On 4/28/17 12:43 PM, Hannes Frederic Sowa wrote:
On 28.04.2017 07:30, Alexei Starovoitov wrote:On 4/27/17 10:06 PM, John Fastabend wrote:That is more or less what I was thinking as well. The other question I have though is should we have a bpf_redirect() call for the simple case where I use the ifindex directly. This will be helpful for taking existing programs from tc_cls into xdp. I think it makes sense to have both bpf_tx_allports(), bpf_tx_port(), and bpf_redirect().I think so too. Once netdevice is stored into netdev_array map the netdevice is pinned and we need to figure out what to do if somebody tries to delete it. Should we add a new netlink notifier that this netdev's refcnt is almost zero and it's only in netdev_array(s) ?We basically do that automatically in netdev_wait_allrefs: pr_emerg("unregister_netdevice: waiting for %s to become free. Usage count = %d\n", dev->name, refcnt); It is a very unpleasant warning and users probably think about a bug in the kernel at first. I don't think we should wait for user space to clean that up but have to do it automatically from the kernel. Maybe we can introduce a special value that basically NOPs the transmission. The hash table itself would install a netdevice notifier and would clean all tables. Could definitely cause some storm in the kernel, if a lot of keys are mapped to the same interface.or should it be deleted from the array(s) automatically and then user space will be notified post-deletion? Both approaches have their pros and cons.I am leaning more towards deleting it automatically. But walking all tables and in there all keys might cause some unwanted load spikes.

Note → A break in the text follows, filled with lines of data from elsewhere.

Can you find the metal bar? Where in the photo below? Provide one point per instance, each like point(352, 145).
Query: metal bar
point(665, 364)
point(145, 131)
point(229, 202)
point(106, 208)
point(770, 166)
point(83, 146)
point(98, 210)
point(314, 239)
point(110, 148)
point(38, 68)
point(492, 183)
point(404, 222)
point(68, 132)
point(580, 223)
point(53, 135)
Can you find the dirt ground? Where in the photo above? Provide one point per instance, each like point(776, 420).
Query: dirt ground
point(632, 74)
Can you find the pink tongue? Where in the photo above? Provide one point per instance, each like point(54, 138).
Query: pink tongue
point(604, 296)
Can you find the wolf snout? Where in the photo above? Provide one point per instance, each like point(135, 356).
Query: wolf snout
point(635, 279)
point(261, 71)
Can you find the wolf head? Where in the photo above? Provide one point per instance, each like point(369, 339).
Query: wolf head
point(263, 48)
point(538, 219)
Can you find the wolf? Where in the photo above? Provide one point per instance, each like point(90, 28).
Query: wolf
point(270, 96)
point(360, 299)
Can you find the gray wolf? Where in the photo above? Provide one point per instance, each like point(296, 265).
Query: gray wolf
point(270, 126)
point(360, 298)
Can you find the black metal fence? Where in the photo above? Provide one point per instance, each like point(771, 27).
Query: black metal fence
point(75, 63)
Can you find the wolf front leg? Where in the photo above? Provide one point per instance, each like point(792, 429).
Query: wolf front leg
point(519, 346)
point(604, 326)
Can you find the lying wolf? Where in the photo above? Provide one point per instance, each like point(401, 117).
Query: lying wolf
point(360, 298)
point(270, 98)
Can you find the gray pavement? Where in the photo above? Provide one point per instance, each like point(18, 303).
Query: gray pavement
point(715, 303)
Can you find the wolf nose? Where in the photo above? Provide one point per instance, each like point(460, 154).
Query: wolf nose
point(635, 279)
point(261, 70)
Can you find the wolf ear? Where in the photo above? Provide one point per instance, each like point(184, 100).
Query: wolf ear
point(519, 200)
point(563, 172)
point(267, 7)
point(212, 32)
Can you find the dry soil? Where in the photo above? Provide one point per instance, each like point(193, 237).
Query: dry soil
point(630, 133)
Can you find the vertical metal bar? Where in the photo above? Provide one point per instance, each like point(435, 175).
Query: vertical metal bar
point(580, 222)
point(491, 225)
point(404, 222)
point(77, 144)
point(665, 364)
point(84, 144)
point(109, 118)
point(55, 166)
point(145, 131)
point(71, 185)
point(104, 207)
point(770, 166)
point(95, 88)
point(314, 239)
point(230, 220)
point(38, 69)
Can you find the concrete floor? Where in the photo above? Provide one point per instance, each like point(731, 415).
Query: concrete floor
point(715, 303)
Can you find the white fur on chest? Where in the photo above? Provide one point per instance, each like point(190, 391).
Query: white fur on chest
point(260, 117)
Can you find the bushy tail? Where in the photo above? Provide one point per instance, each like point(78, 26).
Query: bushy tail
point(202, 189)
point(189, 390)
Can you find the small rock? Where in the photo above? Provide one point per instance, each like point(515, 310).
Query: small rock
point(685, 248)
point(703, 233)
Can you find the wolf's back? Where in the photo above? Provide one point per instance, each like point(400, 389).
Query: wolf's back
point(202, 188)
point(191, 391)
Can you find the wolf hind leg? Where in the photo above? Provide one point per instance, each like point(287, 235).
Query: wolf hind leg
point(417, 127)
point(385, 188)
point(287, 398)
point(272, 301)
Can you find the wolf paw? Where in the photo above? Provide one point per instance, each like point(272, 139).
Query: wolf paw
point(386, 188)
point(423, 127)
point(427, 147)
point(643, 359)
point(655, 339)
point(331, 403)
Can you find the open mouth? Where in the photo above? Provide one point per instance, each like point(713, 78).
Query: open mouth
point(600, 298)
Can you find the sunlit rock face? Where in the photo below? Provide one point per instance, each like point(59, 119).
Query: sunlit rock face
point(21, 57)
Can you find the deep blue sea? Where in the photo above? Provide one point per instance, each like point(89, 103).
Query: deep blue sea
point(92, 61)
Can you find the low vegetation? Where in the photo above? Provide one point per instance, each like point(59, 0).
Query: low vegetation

yeah, when netdev is being unregistered we have to drop the ref to avoid the warning. Speaking of delete notifiers for maps. Until recently all deletions were explicit and the program could do extra perf_event_submit() if it needed to notify user space of deletion. But right now we have LRU map that deletes automatically and this netdev_array will be deleting automatically too, so we probably need some sort of generic map notifier for all map types. It can be as simple as user space sleeping on read(map_fd, buf); or waiting for epoll on map_fd and kernel wakes it up when map element is deleted and pushes 'key/value' pair into the buf. That should be generic for all map types, but it needs some mechanism to avoid blocking, since number of deletions can be huge. Something similar to perf's event record 'lost N records' should do the trick.